Secondo me il problema di Eatherly potrebbe essere nato dal cortocircuito fra il carattere inaudito del gesto compiuto e la parcellizzazione deresponsabilizzante del contesto in cui quel gesto era inserito. Eatherly si è trovato all'imporvviso a guardare al proprio gesto fuori contesto, e non è più risucito a vivere una vita serena.

Anders prefigurava l'avvento di una sorta di Uomo Nuovo dell'Era Atomica, tutto teso al controllo del mostro che dorme, ma in realtà, a cinquant'anni di distanza, nessuno di noi passa più notti insonni per via degli arsenali atomici oggi esistenti, di gran lunga superiori a quelli degli anni '50 in termini di quantitativi e potenziale distruttivo, senza dimenticare che sono in mano anche a parecchia gente poco raccomandabile. Si può dire allora che il problema risiedesse nella tecnica di per sé? O piuttosto nel modo in cui le comunità si sono organizzate per usufruirne, ed hanno poi rappresentato vari risvolti esistenziali ed etici delle possibilità che si aprivano?
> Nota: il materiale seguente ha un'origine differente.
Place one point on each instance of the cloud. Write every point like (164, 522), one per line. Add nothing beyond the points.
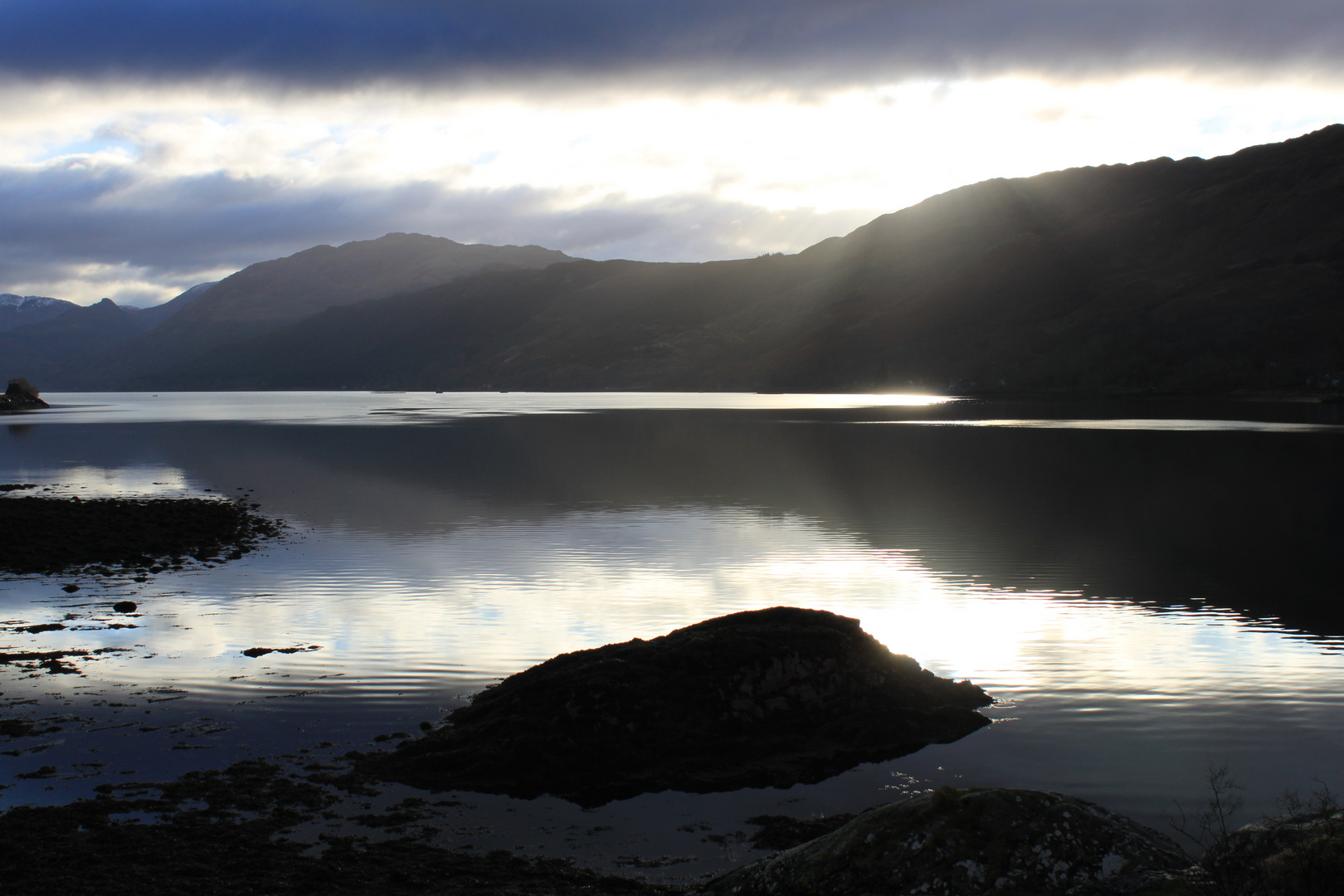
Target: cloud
(802, 42)
(89, 230)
In realtà c'è un aspetto della corrispondenza di Anders ed Eatherly che mi ha fatto sì venire i brividi giù per la schiena.

(continua…)

Il pilota di Hiroshima. Ovvero: La coscienza al bando /1

«Lettera 12
A Günther Anders

senza data
[agosto o settembre 1959]

Vorrei ringraziarti delle buone parole che mi hai scritto perché non cerco la notorietà di un contratto cinematografico. Se una cosa del genere ha da farsi, deve avvenire nel modo da te descritto. Si ha una sola vita, e se le esperienze della mia vita devono essere utilizzate per il bene dell'umanità, è questo il modo in cui sarà utilizzata: non per denaro o per gloria, ma per la responsabilità che ho verso tutti. Così facendo, ne avrò gran beneficio, e mi sentirò liberato dalla mia colpa. Il denaro ricevuto – se dovessi riceverlo per altri scopi – non farebbe che ricordarmi le trenta monete d'argento che Giuda Iscariota ricevette per il suo tradimento. (Anche se ho sempre avuto l'impressione che il vero colpevole dell'assassionio giudiziario del Cristo fosse il gran sacerdote Caifas, rappresentante della gente pia e rispettabile, della "brava gente convenzionale" di tutti i tempi e anche del nostro). Anche se essi non sono condannabili nello stesso senso di Giuda, sono tuttavia colpevoli in un senso più sottile e più profondo di lui. È per questo che è così difficile indurre la società a riconoscere il fatto della mia colpa, che io stesso ho compreso da molto tempo. La verità è che la società non può accettare il fatto della mia colpa senza riconoscere al tempo stesso la sua colpa ben più profonda. Ma naturalmente è quanto mai auspicabile che la società si renda conto di questo: ed è perciò che la mia e la nostra storia è d'importanza così vitale. Ora sono pronto ad ammettere che è improbabile che possa ottenere questo riconoscimento mettendomi nei guai con la legge, come avevo fatto nella mia determinazione di distruggere l'"immagine eroica" che la società si era fatta di me per poter continuare a compiacersi di se stessa.
[…] Il mio dottore mi ha detto che dovrei poter lasciare l'ospedale nei prossimi giorni. Mi ha anche detto che sarebbe disposto ad aiutarci nell'interpretazione della vicenda dal lato medico, se ci risolvessimo a metterla per iscritto. [..]
Spero che tu stia bene in ogni senso.

Claude Eatherly»

(pagg.71-2)

Autori: Günther ANDERS e Claude EATHERLY
Editore: Linea d'Ombra   Anno: 1992 (Prima edizione italiana: 1962, Edizione originale 1961)   217 pagg.